Polypropylene has excellent and desirable physical, mechanical, and thermal properties when used in room-temperature applications. It is relatively stiff and has a high melting point, low density, and relatively good resistance to impact. These properties can be varied in a relatively simple manner by altering the chain regularity (tacticity) content and distribution, the average chain lengths, the incorporation of a comonomer such as ethylene into the polymer chains, and the incorporation of an impact modifier into the resin formulation.
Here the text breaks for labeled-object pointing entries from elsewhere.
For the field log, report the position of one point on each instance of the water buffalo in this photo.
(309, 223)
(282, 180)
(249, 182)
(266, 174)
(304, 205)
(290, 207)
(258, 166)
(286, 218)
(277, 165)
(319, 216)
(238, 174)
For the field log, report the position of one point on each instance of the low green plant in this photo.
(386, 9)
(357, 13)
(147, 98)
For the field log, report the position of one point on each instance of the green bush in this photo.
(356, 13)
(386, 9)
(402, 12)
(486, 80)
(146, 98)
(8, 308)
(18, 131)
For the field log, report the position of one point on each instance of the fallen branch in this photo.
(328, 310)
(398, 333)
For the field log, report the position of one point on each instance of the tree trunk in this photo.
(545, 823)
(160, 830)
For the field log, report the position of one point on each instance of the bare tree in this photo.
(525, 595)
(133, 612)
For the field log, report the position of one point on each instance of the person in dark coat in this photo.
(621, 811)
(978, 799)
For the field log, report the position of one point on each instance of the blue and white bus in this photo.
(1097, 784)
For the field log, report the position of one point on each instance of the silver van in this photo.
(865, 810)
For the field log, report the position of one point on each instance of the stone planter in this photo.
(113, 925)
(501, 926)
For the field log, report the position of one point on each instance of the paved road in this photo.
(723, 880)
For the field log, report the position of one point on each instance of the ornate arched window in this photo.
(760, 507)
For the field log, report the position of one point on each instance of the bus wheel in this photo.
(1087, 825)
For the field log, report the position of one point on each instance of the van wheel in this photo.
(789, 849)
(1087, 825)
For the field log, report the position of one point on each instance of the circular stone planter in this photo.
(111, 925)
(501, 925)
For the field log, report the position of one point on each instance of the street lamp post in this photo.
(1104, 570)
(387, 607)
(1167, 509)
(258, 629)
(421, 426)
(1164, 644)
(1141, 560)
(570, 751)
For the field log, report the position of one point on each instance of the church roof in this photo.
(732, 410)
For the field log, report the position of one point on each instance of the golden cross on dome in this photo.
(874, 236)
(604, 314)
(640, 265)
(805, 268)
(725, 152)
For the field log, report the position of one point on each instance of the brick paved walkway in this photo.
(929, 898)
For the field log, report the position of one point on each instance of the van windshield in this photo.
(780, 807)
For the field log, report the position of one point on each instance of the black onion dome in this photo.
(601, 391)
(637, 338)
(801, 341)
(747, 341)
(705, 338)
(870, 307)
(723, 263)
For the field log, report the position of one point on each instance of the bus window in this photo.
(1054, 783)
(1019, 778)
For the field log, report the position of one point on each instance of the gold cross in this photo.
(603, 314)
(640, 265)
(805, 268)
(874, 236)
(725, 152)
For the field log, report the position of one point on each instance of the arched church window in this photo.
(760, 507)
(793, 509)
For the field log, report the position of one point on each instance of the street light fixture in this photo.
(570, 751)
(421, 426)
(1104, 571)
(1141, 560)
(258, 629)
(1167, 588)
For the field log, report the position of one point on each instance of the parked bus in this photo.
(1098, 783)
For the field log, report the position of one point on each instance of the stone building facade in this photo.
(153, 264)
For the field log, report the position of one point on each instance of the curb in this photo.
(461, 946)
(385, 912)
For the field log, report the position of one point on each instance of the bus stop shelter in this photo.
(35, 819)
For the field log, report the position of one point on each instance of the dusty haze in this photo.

Homopolymer PP is the most widely used polypropylene material in the HPP, RCP, and ICP family of products. It is made in several different reactor designs using catalysts that link the monomers together in a stereospecific manner, resulting in polymer chains that are crystallizable. Whether they crystallize and to what extent depends on the conditions under which the entangled mass of polymer chains transitions from the melt to the solid state or how a heat-softened solid PP material is strained during a further fabrication procedure like fiber drawing. Homopolymer PP is a two-phase system because it contains both crystalline and noncrystalline regions.
The noncrystalline, or amorphous, regions are composed of both isotactic PP and atactic PP. The isotactic PP in the amorphous regions is crystallizable, and it will crystallize slowly over time up to the limit that entanglement will allow. The extent of crystallization after the initial fabrication step of converting PP pellets or powder to a molded article will slowly increase over time, as will the stiffness.
A widely accepted model of HPP morphology likens the solid structure to a system consisting of pieces of stiff cardboard linked together by strands of softer material. In the areas represented by flat pieces of cardboard, PP polymer chains weave up and down into close-packed arrays called crystallites (‘‘little crystals’’), which are called lamella by morphologists. The soft strands linking the pieces of stiff cardboard are polymer chains that exit one crystallite, enter another, and then begin weaving up and down in another crystallite.
The crystallizability of the chains is one factor that determines how thick the crystallites will be, and the thickness of the crystallites determines how much heat energy is required to melt them (the melting temperature). A typical HPP has an array of crystallites from thick ones to very thin ones, and these manifest themselves as an array of melting points. Homopolymer PP is marketed mainly by melt flow rate (MFR) and additive formulation into fiber, film, sheet, and injection molding applications. Melt flow rate is an indicator of the weight-average molecular weight as measured by the ASTM or ISO MFR test method.